Hey you cats, listen up. I saw a show at Circa '21 that's hoppin' and swingin' - like being inside a jukebox. Smokey Joe's Café is where all the cool Daddy-O's and neighborhood gals are dancing to music from the days of the zoot suit up to 1960s love songs. If you're expecting a plot line, a bit of spoken dialogue, you kids won't get it. This musical revue is purely fun. It involves no setup or explanation, and simply celebrates music from days gone by.
Smokey Joe's Café features nine performers and about 40 songs. Without a plot, the production relies heavily on the engaging quality of each song combined with choreography, so plenty of technical aspects are essential to making Smokey Joe's a nonstop, lively show.
Quick transitions from number to number help move the show along, and also give it the appropriate quality of listening to a record or radio. A colorful set designed to look like the inside of a jukebox is a nice visual effect and provides the actors with lots of space and levels to move across.
Unique choreography choices, combined with vocal quality and lighting, help set a specific mood for each song. Upbeat songs such as "Charlie Brown," "Dance with Me," and "Yakety Yak" involve the whole company and are washed with bright neutral lighting, focusing our attention on the ensemble. Slower pieces with individual performers such as "Some Cats Know" and "Pearl's a Singer" use spotlights, low-blue lighting, and minimal movement to give a jazzy nightclub feel.
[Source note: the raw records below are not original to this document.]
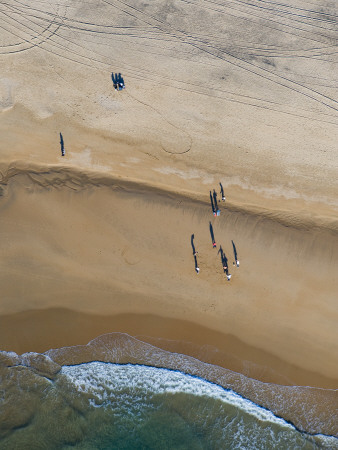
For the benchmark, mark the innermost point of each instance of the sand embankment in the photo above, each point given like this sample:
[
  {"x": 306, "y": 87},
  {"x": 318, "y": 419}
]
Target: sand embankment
[
  {"x": 241, "y": 93},
  {"x": 84, "y": 254}
]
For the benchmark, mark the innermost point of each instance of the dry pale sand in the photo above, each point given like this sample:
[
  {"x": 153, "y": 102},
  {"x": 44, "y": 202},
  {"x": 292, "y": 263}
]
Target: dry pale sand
[{"x": 99, "y": 240}]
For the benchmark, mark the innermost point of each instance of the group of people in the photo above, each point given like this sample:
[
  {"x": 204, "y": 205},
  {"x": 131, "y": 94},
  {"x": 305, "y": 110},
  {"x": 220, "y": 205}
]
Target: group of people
[
  {"x": 118, "y": 81},
  {"x": 224, "y": 259}
]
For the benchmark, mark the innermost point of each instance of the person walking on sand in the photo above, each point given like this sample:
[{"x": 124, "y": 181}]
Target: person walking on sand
[
  {"x": 212, "y": 204},
  {"x": 62, "y": 145},
  {"x": 235, "y": 254},
  {"x": 222, "y": 192}
]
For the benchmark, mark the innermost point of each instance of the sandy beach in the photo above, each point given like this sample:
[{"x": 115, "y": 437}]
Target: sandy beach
[{"x": 99, "y": 241}]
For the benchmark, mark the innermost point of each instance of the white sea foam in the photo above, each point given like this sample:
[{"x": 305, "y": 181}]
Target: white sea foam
[{"x": 99, "y": 379}]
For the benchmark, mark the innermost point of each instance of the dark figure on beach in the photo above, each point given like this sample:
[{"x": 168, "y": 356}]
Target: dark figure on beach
[
  {"x": 215, "y": 197},
  {"x": 196, "y": 265},
  {"x": 235, "y": 254},
  {"x": 224, "y": 260},
  {"x": 118, "y": 81},
  {"x": 217, "y": 211},
  {"x": 222, "y": 192},
  {"x": 212, "y": 235},
  {"x": 194, "y": 252},
  {"x": 63, "y": 151},
  {"x": 212, "y": 204}
]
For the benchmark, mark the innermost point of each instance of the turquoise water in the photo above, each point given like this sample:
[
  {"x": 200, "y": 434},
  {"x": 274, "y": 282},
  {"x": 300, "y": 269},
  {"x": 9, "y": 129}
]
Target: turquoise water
[{"x": 99, "y": 405}]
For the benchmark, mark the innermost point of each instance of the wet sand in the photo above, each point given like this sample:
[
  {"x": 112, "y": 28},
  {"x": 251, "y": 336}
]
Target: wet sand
[
  {"x": 99, "y": 240},
  {"x": 88, "y": 249}
]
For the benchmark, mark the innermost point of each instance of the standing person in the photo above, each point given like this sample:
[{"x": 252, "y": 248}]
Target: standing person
[
  {"x": 217, "y": 211},
  {"x": 212, "y": 204},
  {"x": 235, "y": 254},
  {"x": 196, "y": 265},
  {"x": 63, "y": 151},
  {"x": 222, "y": 192},
  {"x": 212, "y": 235}
]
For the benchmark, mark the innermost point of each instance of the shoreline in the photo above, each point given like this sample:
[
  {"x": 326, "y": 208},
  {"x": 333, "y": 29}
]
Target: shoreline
[
  {"x": 45, "y": 331},
  {"x": 49, "y": 213}
]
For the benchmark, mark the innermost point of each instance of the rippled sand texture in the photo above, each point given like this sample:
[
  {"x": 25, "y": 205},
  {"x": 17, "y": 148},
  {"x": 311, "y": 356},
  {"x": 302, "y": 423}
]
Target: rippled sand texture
[{"x": 242, "y": 92}]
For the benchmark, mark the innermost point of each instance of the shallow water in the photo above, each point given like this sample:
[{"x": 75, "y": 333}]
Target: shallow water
[{"x": 108, "y": 405}]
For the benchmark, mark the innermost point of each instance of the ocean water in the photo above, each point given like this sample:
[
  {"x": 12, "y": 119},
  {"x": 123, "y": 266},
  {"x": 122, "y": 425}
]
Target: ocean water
[{"x": 109, "y": 405}]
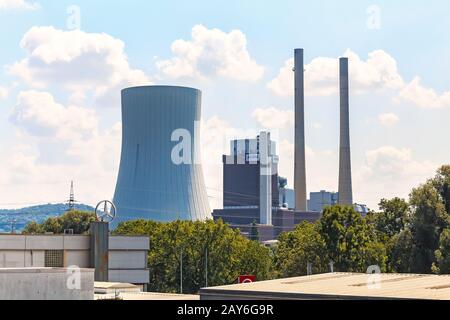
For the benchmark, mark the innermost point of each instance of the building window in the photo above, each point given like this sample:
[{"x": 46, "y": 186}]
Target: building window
[{"x": 54, "y": 258}]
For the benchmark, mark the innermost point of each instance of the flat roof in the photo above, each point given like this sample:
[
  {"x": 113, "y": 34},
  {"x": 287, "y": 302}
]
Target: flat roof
[
  {"x": 338, "y": 286},
  {"x": 147, "y": 296}
]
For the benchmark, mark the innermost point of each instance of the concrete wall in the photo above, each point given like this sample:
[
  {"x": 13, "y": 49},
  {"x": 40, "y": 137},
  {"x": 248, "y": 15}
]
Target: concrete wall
[{"x": 44, "y": 284}]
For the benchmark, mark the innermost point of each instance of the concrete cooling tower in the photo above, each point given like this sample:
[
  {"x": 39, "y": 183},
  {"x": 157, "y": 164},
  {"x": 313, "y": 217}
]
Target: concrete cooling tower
[{"x": 160, "y": 177}]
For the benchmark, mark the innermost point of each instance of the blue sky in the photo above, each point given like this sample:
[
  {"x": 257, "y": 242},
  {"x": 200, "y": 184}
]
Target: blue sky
[{"x": 398, "y": 128}]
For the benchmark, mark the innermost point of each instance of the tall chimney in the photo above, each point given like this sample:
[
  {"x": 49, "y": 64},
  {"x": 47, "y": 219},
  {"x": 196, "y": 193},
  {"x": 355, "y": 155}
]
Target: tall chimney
[
  {"x": 345, "y": 167},
  {"x": 265, "y": 179},
  {"x": 300, "y": 162}
]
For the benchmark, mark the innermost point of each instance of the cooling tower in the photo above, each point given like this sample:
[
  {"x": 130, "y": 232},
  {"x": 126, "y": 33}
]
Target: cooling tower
[
  {"x": 345, "y": 168},
  {"x": 299, "y": 161},
  {"x": 160, "y": 177}
]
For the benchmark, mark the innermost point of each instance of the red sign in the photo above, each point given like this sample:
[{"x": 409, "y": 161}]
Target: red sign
[{"x": 246, "y": 279}]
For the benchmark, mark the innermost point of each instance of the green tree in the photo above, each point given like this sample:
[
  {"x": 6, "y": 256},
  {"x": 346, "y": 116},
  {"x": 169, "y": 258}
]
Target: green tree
[
  {"x": 442, "y": 184},
  {"x": 428, "y": 220},
  {"x": 442, "y": 264},
  {"x": 299, "y": 247},
  {"x": 393, "y": 218},
  {"x": 33, "y": 228},
  {"x": 350, "y": 240},
  {"x": 78, "y": 221},
  {"x": 400, "y": 247}
]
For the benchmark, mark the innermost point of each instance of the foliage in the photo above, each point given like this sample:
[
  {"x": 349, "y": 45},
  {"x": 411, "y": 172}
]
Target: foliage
[
  {"x": 428, "y": 221},
  {"x": 229, "y": 254},
  {"x": 393, "y": 218},
  {"x": 78, "y": 221},
  {"x": 254, "y": 233},
  {"x": 350, "y": 240}
]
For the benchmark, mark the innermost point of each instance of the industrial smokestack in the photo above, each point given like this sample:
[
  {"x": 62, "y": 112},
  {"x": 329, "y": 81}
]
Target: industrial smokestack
[
  {"x": 345, "y": 167},
  {"x": 300, "y": 162},
  {"x": 265, "y": 179}
]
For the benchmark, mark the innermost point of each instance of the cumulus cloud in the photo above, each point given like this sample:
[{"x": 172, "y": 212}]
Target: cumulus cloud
[
  {"x": 388, "y": 119},
  {"x": 212, "y": 52},
  {"x": 3, "y": 92},
  {"x": 86, "y": 154},
  {"x": 415, "y": 93},
  {"x": 78, "y": 61},
  {"x": 274, "y": 118},
  {"x": 40, "y": 115},
  {"x": 18, "y": 5},
  {"x": 378, "y": 72}
]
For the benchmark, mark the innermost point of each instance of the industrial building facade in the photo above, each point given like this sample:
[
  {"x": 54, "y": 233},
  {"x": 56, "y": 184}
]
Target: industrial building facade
[{"x": 152, "y": 182}]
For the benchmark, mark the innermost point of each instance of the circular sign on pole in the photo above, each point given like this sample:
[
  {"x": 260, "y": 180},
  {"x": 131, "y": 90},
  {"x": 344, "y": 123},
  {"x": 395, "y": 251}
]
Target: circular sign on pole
[{"x": 107, "y": 213}]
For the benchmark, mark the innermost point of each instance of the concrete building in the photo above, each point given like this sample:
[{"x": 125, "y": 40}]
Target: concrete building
[
  {"x": 46, "y": 284},
  {"x": 319, "y": 200},
  {"x": 127, "y": 255},
  {"x": 160, "y": 176},
  {"x": 301, "y": 203},
  {"x": 345, "y": 168},
  {"x": 338, "y": 286}
]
Whether they're singing about love, fame, or money, the ensemble pours all it has into each song. And regardless of lighting, set design, and even choreography, the reason to see Smokey Joe's Café is for the incredible vocal talent of this diverse group of performers. Each musician contributes his or her own unique talent to the show, like instruments composing an orchestra. Crowd favorite Fredena J. Williams has an amazing vocal range that she proudly displays during "Fools Fall in Love" and "Saved." Victor Rodriguez also plays to the crowd with his hip-jiving in "Searchin'," while Zillah Glory Langsjoen shimmies and Joseph Torello provides the bass backup.
My absolute favorite moments came when saucy Eva D. sang "Don Juan" and "Some Cats Know." Her smooth movements and low, seductive voice put me right in the middle of a New Orleans nightclub.
Though I'd never heard some of the songs on the playlist, most of the top-10 hits had me humming along. (I left the actual singing to the talented performers.) Audiences will love recognizable pieces such as "Stand by Me," "Jailhouse Rock," "Love Potion Number 9," "Hound Dog," and "On Broadway." This lively musical revue will have you happily digging through those old rock-and-roll records at home.